Convex Clustering Redefined: Robust Learning with the Median of Means Estimator
Sourav De, Koustav Chowdhury, Bibhabasu Mandal, Sagar Ghosh, Swagatam Das, Debolina Paul, Saptarshi Chakraborty
TL;DR
This work addresses robust clustering without requiring the number of clusters by integrating convex clustering with the Median-of-Means estimator. The proposed method, COMET, introduces random binning and pairwise-distance clipping, optimized via ADAM, and yields cluster assignments from a centroid-graph post-processing step. The authors establish finite-sample deviation bounds and weak consistency, and demonstrate through extensive synthetic and real-data experiments that COMET outperforms state-of-the-art baselines in robustness and efficiency, including challenging brain-microarray datasets. Overall, COMET offers a scalable, outlier-resistant alternative to traditional clustering that automatically adapts to data contamination while delivering reliable clustering structure with theoretical guarantees.
Abstract
Clustering approaches that utilize convex loss functions have recently attracted growing interest in the formation of compact data clusters. Although classical methods like k-means and its wide family of variants are still widely used, all of them require the number of clusters k to be supplied as input, and many are notably sensitive to initialization.

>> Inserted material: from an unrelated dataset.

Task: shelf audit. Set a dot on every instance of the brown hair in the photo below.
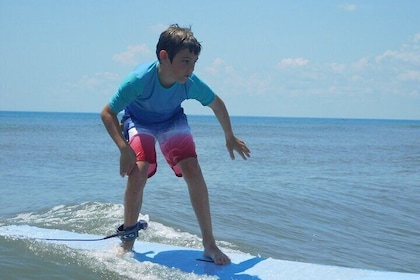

Convex clustering provides a more stable alternative by formulating the clustering task as a convex optimization problem, ensuring a unique global solution. However, it faces challenges in handling high-dimensional data, especially in the presence of noise and outliers. Additionally, strong fusion regularization, controlled by the tuning parameter, can hinder effective cluster formation within a convex clustering framework. To overcome these challenges, we introduce a robust approach that integrates convex clustering with the Median of Means (MoM) estimator, thus developing an outlier-resistant and efficient clustering framework that does not necessitate prior knowledge of the number of clusters. By leveraging the robustness of MoM alongside the stability of convex clustering, our method enhances both performance and efficiency, especially on large-scale datasets. Theoretical analysis demonstrates weak consistency under specific conditions, while experiments on synthetic and real-world datasets validate the method's superior performance compared to existing approaches.